“I am here for my child Dinalo and for all the kids. I am angry and sad that politicians in Sweden are acting against the climate,” Katarina Utne, 41, a mother of a four-year-old and human resources coach, told AFP.
The women unfurled their scarves and marched for several hundred metres, singing and holding placards calling to “save the climate for the children’s future”.
“The previous government was acting too slowly. The current government is going in the wrong direction in terms of climate policy,” said psychologist Sara Nilsson Lööv, referring to a recent report on Swedish climate policy.
The government, led by the conservative Prime Minister Ulf Kristersson and supported by the far-right Sweden Democrats, is in danger of failing to meet its 2030 climate targets, an agency tasked with evaluating climate policy recently reported.

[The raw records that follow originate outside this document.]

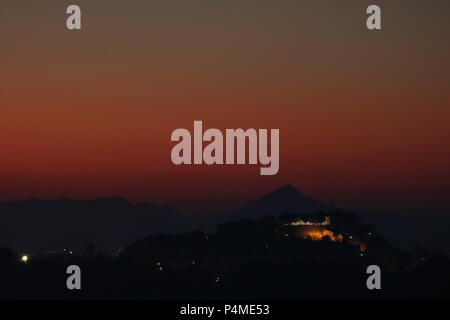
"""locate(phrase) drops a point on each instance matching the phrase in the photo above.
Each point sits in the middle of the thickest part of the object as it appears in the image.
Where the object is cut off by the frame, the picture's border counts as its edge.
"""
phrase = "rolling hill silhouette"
(285, 199)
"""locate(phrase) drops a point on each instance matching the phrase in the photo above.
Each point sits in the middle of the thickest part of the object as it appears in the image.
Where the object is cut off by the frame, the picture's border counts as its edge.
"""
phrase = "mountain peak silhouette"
(285, 199)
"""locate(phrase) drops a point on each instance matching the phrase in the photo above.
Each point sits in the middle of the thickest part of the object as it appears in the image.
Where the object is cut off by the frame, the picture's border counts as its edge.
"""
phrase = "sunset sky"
(364, 116)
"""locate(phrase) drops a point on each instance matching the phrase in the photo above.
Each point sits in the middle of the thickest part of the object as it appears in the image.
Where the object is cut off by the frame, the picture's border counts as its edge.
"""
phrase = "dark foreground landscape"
(306, 250)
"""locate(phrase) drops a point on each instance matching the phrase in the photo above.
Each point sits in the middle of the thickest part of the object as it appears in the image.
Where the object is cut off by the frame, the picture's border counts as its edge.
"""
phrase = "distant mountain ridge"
(285, 199)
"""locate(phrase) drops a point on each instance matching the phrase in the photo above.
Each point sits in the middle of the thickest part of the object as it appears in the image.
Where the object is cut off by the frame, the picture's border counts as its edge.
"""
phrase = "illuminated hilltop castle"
(313, 230)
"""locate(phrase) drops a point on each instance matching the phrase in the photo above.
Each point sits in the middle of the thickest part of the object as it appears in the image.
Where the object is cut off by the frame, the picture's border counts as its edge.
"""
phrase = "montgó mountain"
(285, 199)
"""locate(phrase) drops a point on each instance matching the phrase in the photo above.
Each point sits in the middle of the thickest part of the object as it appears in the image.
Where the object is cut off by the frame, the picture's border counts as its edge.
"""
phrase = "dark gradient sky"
(364, 116)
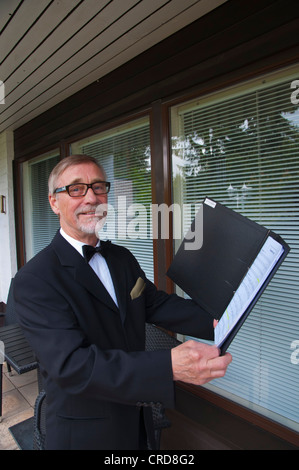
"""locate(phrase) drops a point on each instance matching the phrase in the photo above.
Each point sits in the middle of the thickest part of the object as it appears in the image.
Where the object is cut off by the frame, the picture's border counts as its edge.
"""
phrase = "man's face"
(77, 215)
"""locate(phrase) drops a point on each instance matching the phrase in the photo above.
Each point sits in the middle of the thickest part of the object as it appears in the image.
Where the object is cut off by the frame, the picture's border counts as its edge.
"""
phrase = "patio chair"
(17, 352)
(155, 339)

According to the Swedish Climate Policy Council, the government has made decisions, including financial decisions, that will increase greenhouse gas emissions in the short term.

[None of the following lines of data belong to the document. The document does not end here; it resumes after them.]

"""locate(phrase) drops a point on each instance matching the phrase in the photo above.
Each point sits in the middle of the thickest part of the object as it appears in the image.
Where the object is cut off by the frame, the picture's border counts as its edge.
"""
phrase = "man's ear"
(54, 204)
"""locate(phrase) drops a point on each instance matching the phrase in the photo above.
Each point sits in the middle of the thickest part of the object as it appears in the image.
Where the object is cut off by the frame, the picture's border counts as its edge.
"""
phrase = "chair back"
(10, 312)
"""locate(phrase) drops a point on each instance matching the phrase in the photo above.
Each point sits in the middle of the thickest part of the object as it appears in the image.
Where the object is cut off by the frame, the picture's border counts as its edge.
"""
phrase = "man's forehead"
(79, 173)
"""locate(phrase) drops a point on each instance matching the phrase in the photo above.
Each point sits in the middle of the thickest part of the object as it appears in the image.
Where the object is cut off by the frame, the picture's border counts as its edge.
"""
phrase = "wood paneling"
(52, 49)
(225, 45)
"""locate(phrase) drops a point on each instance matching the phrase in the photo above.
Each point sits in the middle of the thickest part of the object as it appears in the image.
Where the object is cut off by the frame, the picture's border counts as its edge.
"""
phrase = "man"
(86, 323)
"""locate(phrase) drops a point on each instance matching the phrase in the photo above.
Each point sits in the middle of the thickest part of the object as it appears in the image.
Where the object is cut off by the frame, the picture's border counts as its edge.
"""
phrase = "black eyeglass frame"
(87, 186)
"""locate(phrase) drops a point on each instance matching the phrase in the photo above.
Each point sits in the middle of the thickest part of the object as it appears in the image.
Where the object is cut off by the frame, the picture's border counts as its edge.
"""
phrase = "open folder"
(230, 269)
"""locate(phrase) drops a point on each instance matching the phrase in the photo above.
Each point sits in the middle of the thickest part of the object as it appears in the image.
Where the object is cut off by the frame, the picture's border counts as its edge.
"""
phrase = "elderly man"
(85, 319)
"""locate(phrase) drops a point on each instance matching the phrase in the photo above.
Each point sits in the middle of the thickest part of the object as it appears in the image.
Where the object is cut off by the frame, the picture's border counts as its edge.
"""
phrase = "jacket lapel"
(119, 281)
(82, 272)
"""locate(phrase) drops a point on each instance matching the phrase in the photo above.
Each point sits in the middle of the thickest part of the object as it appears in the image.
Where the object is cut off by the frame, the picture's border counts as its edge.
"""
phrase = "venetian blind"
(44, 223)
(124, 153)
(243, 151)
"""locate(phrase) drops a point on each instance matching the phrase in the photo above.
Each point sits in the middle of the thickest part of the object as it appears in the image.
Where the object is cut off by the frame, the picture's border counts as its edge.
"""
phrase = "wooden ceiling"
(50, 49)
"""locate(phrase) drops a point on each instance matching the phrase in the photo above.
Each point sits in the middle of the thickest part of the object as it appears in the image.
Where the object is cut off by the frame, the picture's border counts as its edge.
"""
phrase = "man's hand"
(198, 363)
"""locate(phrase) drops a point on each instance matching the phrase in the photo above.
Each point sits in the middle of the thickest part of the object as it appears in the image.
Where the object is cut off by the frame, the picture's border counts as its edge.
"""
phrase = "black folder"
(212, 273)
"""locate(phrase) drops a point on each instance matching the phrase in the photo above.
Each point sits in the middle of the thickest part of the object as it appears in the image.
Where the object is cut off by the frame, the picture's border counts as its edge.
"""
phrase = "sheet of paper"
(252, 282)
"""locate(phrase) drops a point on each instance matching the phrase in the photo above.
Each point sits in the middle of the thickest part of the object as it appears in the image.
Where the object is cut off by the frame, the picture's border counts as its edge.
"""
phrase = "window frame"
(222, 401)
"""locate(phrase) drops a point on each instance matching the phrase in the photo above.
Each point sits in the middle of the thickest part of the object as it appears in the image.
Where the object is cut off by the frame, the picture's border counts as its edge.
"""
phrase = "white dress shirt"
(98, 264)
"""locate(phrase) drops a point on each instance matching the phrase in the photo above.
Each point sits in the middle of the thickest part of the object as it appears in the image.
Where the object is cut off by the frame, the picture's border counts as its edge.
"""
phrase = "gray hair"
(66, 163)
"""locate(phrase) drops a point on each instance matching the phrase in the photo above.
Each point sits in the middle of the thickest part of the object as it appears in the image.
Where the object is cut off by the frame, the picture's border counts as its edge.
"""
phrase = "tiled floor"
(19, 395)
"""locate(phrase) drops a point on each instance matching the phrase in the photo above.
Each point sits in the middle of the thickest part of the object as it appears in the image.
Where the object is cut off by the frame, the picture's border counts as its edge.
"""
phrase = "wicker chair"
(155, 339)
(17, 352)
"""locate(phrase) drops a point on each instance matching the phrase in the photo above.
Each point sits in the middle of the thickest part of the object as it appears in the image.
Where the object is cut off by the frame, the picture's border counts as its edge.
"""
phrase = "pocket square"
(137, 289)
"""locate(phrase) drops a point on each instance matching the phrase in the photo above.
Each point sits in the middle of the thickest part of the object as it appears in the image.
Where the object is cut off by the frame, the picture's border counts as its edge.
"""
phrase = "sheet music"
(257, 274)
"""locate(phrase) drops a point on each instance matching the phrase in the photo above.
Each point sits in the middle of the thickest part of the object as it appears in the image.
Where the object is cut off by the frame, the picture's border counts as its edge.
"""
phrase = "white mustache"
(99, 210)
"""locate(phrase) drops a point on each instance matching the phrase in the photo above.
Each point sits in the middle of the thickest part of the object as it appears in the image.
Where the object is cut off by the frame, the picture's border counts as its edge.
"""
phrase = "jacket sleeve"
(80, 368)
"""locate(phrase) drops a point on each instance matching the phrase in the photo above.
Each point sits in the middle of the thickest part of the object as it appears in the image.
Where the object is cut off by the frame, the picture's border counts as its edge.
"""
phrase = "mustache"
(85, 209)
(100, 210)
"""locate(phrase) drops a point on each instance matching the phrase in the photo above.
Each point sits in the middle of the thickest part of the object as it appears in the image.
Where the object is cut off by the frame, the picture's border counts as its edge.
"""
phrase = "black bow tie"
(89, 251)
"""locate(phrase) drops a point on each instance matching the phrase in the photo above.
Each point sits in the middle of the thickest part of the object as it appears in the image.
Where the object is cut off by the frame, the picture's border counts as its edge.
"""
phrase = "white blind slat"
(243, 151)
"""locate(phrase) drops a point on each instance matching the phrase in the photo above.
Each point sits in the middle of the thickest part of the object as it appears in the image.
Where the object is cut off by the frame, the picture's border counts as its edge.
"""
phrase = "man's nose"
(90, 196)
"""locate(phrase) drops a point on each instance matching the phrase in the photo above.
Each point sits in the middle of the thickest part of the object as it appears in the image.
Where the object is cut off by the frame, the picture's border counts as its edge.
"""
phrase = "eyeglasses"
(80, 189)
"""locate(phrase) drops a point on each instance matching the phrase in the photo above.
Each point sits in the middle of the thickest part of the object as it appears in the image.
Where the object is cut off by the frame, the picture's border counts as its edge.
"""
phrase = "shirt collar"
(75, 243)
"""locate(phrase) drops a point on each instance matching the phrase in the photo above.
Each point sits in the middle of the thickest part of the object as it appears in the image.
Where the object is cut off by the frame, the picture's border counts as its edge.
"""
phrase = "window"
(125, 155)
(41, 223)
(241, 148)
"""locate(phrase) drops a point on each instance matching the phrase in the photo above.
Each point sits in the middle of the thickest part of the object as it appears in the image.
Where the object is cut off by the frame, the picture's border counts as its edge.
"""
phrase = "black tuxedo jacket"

“Ordinary people have to step up. Sweden is not the worst country but has been better previously,” 67-year-old pensioner Charlotte Bellander said.
The global movement, Mothers Rebellion, was established by a group of mothers in Sweden, Germany, the USA, Zambia and Uganda.
It organises peaceful movements in public spaces by sitting and singing but does not engage in civil disobedience, unlike the Extinction Rebellion movement, which some of its organisers came from.